Оксана оказалась совсем не такой, как он ожидал. Кто бы мог подумать, что в интимные минуты она будет такой нежной и трепетной? Ее двойник, пожирательница времени, была такой блестящей и дерзкой, что ее хотелось наказать. А эта… Этерн даже растерялся. Он вдруг понял, что с одной стороны ему хочется сделать ей больно, потому что именно она вырастила внутри себя хронофага. И в ее душе есть склонность к предательству и обману, которые хронофаг взяла от нее. Но с другой стороны, сейчас Оксана была такой беззащитной, что ему захотелось просто закрыть ее собой от всех и никому не отдавать. Как может быть такое, чтобы хотелось любить и душить одновременно?

Дерзость, наглость — всё это оказалось маской, что давно срослась с Оксаной и заменила кожу. Ее нельзя снять. Потому что она закрывает боль, как пластырь. Если его зацепить за край и рвануть, то можно вырвать душу, вывернуть ее наизнанку.

Этерн лишь слегка потянул за краешек этой раскрашенной в яркие и радостные цвета маски, что создавала образ успешной деловой женщины. И оттуда выглянула настоящая Оксана. Робкая и нежная девочка, что когда-то закрылась от всего мира, потому что этот мир сделал ей так больно, что стало просто невозможно дышать. Как же он ее понимает! Она даже не представляет себе, насколько! Никогда и никому Этерн не признался бы в том, что внутри него больше нет радости и света. И даже золотые песчинки времени получаются темнее, чем когда-то. Потому что продолжая создавать время для всех миров, он сам закрылся от всего и всех. В холодной и пустой раковине одиночества, где так спокойно! Так уютно, потому что пустота не может ранить. Пустота никогда не предаст. И вот в эту раковину ворвалась она, Оксана. Просто раздвинула створки, потом закрыла их за собой и села рядом. Молча и тихо.

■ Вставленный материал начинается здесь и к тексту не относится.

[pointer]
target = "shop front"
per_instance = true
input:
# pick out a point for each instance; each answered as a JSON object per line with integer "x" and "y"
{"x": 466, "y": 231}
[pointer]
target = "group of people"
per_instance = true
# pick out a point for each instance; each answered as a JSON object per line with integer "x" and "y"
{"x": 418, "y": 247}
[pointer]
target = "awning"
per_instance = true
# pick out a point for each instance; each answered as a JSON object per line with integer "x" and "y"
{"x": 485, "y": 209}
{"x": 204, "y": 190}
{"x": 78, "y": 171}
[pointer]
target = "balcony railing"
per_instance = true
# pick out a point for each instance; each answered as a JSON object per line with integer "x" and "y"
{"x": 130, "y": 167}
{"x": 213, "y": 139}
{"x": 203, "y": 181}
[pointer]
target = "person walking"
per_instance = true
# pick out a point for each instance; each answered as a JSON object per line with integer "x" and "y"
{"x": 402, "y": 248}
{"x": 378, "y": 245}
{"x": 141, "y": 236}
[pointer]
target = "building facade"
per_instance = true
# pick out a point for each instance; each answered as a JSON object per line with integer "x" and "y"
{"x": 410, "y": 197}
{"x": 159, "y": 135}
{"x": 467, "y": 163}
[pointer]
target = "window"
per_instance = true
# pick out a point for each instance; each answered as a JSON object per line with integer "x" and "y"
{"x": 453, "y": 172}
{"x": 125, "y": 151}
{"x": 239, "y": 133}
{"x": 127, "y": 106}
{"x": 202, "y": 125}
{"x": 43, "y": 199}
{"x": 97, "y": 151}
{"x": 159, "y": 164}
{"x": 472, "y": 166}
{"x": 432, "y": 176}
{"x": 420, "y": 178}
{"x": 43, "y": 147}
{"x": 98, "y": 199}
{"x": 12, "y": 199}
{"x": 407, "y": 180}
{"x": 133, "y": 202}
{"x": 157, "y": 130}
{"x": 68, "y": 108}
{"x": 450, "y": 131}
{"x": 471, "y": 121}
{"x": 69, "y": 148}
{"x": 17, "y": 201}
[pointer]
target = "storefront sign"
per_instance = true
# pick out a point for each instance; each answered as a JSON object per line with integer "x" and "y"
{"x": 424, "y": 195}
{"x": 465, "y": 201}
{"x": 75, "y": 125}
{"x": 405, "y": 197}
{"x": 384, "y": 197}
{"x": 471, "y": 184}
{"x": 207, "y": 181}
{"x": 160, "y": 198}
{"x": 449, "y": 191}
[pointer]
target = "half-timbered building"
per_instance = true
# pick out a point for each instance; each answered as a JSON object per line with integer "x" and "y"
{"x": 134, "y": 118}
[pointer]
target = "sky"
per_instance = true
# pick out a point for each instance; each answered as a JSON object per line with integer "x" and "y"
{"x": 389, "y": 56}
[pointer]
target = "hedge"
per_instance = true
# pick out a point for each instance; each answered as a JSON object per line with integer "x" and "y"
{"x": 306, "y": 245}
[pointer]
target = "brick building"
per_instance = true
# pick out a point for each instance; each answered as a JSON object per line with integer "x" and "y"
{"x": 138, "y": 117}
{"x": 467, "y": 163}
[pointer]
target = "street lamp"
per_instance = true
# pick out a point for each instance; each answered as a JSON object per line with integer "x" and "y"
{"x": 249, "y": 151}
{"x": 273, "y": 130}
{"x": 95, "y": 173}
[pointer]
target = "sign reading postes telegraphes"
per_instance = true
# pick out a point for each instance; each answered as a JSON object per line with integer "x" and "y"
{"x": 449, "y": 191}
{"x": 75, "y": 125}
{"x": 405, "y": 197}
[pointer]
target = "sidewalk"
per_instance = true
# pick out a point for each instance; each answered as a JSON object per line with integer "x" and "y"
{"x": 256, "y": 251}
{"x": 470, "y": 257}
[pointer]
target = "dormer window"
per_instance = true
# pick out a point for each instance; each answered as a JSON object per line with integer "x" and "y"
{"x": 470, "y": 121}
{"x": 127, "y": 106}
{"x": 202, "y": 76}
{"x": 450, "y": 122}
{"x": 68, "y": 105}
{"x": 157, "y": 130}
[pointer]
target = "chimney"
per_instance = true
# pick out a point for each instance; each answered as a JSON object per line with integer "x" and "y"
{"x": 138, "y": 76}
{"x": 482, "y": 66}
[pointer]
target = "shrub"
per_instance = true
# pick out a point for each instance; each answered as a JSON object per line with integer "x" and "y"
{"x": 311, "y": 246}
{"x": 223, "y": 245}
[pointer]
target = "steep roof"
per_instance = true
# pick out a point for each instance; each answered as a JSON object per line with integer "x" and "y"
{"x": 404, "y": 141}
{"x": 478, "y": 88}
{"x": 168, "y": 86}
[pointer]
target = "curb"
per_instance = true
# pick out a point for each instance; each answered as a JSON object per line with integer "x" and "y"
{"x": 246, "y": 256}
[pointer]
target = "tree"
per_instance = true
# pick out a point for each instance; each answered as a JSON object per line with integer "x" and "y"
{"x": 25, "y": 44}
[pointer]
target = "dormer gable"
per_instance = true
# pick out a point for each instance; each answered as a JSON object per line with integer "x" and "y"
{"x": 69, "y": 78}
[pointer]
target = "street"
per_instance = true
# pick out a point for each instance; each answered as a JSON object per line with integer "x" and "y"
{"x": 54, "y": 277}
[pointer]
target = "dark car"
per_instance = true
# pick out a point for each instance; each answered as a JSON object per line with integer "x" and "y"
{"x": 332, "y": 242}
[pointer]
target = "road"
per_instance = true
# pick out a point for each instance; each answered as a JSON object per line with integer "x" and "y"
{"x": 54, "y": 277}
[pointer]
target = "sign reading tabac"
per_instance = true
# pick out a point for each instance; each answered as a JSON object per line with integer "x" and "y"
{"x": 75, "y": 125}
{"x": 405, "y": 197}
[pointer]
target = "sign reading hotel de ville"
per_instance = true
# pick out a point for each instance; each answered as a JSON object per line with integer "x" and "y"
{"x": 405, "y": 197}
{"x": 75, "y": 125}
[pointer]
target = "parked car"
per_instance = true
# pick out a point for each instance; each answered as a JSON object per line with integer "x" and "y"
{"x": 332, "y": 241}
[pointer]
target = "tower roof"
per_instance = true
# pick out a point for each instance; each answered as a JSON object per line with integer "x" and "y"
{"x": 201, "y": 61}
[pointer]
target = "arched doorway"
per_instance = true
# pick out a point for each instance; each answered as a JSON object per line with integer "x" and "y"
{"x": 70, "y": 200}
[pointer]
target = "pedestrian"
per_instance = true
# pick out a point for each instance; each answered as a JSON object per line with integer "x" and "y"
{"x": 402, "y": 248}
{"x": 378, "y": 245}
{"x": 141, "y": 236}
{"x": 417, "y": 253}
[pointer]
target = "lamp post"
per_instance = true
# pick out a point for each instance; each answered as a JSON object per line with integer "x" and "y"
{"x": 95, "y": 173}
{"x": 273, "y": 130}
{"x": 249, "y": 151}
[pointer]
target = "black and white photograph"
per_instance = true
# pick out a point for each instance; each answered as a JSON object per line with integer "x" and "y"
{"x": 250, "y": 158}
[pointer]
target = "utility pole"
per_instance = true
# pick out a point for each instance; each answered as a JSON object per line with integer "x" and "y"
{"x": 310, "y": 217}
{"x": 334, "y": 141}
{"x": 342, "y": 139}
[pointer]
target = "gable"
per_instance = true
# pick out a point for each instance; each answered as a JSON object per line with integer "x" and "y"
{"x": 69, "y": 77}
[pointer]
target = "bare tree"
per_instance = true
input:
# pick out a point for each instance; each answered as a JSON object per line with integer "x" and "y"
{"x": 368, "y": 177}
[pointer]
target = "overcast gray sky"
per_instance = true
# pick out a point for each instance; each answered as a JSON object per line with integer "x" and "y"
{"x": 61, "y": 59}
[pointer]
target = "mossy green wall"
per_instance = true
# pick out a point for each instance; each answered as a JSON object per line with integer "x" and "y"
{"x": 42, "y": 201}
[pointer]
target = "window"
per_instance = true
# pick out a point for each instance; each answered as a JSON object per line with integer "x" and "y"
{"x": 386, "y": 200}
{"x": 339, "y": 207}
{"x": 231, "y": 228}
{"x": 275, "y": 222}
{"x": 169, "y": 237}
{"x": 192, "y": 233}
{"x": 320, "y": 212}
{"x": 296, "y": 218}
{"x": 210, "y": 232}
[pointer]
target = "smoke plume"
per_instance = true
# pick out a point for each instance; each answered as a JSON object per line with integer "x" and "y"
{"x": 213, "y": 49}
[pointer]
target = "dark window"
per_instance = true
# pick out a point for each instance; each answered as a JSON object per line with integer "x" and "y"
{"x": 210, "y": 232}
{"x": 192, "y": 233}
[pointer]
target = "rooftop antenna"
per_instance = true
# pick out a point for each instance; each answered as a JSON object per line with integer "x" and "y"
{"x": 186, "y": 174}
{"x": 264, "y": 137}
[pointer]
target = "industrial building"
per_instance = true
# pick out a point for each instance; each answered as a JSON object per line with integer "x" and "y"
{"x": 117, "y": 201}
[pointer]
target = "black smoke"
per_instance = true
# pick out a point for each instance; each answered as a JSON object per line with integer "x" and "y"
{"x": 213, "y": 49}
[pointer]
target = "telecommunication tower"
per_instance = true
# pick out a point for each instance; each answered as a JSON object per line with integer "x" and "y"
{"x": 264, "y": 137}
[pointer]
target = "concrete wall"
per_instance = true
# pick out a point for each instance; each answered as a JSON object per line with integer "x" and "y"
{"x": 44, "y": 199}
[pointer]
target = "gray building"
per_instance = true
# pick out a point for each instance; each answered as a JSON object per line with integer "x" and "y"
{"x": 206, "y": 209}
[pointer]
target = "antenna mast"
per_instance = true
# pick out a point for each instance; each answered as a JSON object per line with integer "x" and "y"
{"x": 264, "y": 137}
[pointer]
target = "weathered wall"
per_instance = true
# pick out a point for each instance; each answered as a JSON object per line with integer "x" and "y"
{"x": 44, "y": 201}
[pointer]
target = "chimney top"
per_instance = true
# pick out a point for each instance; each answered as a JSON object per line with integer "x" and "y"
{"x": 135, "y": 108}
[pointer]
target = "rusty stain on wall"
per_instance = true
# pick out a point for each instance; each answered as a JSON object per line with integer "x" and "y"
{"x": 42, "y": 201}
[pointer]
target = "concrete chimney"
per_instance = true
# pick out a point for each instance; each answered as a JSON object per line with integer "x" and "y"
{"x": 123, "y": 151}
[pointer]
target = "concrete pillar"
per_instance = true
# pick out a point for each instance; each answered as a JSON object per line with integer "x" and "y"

И им было бы очень хорошо вдвоем в этой раковине, если бы не мытарь. Этерн закрывал Оксану собой, чтобы она не поняла, что Мафхид стоит рядом. Жадно смотрит на них, облизывая уродливые губы, которые никому и никогда не показывает. И ощущает на них вкус времени Оксаны. Но сам Этерн чувствовал мытаря каждый миг любви с Оксаной. Знал, что мытарь физически испытывает всё то же, что и он. Что каждый поцелуй в мягкие и податливые губы девушки остаются сладким привкусом на губах мытаря. Знал, что когда его пальцы гладят шелковую кожу Оксаны, мытарь замирает от восторга, чувствуя жар ее тела на своих руках. Этерну хотелось выть от бешенства. Будь прокляты боги, что придумали соединить страх и время. Так было тысячи лет, но пора это закончить. Эта девушка будет принадлежать только ему. Он, Этерн, изгонит мытаря из своей жизни. И если нужно будет разорвать всю вселенную, то Этерн сделает это голыми руками, не задумавшись ни на миг.